The IUP Journal of Organizational Behavior
Work Dynamics of Work-at-Home Homestay Hosts: A Study Linking Self-Determination Theory

Article Details
Pub. Date : April, 2023
Product Name : The IUP Journal of Organizational Behavior
Product Type : Article
Product Code : IJOB020423
Author Name : Rhulia Nukhu and Sapna Singh
Availability : YES
Subject/Domain : Arts & Humanities
Download Format : PDF Format
No. of Pages : 15



While studies on Work From Home (WFH) gained momentum due to the Covid-19 crisis, there are very few studies on Work-at-Home of Homestay Hosts (WAHH). There is a juxtaposition between WFH and WAHH. They are similar but not the same. With Covid and the resultant travel restrictions, the tourism industry has been the hardest hit and WAHH lost its applicability. Homestay hosts lost their source of income and struggled to find employment. Many of them started alternate businesses or joined work. However, post-Covid, the tourism industry picked up, but WAHH remained an unexplored area. The purpose of the paper is to explore the struggle and work dynamics of WAHH. The study links WAHH and the Self-Determination Theory (SDT) which states that autonomy, relatedness, and competence influence behavior. The paper attempts to find out the attributes of the work dynamics of WAHH and is exploratory in nature. The findings indicate that homestay hosts fall under family business and the members usually are engaged in multi-work. The seasonal flow of tourists makes it very hard to be a full-time homestay host. The nature and flexibility of homestay are considered important attributes of WAHH's work dynamics. Though the government encourages rural tourism and homestay for economic growth, little focus is given to nurturing them and exploring the work dynamics of WAHH. The need for policymakers to focus on the training and development of WAHH is thus suggested for their development.

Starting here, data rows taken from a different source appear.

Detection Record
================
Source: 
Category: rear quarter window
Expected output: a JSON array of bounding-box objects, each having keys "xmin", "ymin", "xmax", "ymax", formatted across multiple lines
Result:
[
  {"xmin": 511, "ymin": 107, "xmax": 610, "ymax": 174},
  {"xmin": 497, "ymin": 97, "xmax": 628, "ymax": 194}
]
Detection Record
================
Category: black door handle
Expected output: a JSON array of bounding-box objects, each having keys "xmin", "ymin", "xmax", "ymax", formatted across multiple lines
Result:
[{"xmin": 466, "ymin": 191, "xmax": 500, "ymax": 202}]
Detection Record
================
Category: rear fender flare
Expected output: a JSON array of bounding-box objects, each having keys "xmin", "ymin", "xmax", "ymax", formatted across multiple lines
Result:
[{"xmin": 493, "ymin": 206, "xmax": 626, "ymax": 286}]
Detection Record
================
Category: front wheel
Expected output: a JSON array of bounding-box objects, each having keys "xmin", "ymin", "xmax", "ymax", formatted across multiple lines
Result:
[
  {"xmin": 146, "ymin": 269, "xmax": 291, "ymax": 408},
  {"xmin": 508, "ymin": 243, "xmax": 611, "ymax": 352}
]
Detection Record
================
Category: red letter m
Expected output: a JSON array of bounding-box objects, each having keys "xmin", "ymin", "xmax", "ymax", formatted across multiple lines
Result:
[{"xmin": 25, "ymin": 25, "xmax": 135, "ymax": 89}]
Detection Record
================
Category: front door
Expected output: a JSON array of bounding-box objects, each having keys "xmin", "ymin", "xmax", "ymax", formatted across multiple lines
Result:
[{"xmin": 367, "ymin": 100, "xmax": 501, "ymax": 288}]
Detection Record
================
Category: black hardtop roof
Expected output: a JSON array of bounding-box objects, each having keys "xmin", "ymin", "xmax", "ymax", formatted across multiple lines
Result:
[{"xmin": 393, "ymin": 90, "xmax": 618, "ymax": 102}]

With Covid-19, the work environment saw a shift from the traditional workspace to a more unconventional Work From Home (WFH) (Dubey and Tripathi, 2020). This has led to a change in how work is done in every sector-the work routines, online meetings, commutes, work-family dynamics, etc. Some sectors are more feasible for WFH, whereas some are least feasible (Dey et al., 2020). Specifically, for the tourism industry, there was little scope for the hospitality sector to operate due to the lockdown (Tilak, 2021). Tourism is ranked one of the least feasible, after agriculture, for teleworking or remote working (Dey et al., 2020), thus making it one of the most unemployable sectors during the Covid phase (Dey et al., 2020). Likewise, the small commercial homestays, which fall under unconventional hospitality services, dropped following Covid-19. Homestay hosts usually host tourists at their homes; thus, their (especially women) work involves staying at home, hosting, and managing homes (Wijesundara and Gnanapala, 2016). This allowed hosts to work at home even before the outbreak of Covid-19. However, there was a role reversal during Covid-19. WFH got its momentum, whereas the Work-at-Home of Homestay Hosts (WAHH) faded. This led to the commercial homes remaining idle with no guests. Many hosts lost their source of income, especially in rural areas. Hosts are often required to do multiple jobs or businesses because of the seasonal nature of tourism. But during the initial stage of the pandemic, even other jobs were not feasible. However, with the removal of travel restrictions, WAHH is slowly catching up with other hospitality sectors. There is an increase in research on WFH since the Covid pandemic (Smite et al., 2023). For example, studies on the impact of WFH on work-life balance (Shirmohammadi et al., 2022), performance (Anakpo et al., 2023), satisfaction (Niebuhr et al., 2022), working women (Kooli, 2022), mental health (Prabowo et al., 2022), and many more. However, there is a lack of literature on understanding small tourism businesses and tourism entrepreneurs, especially homestay businesses (Doan et al., 2022).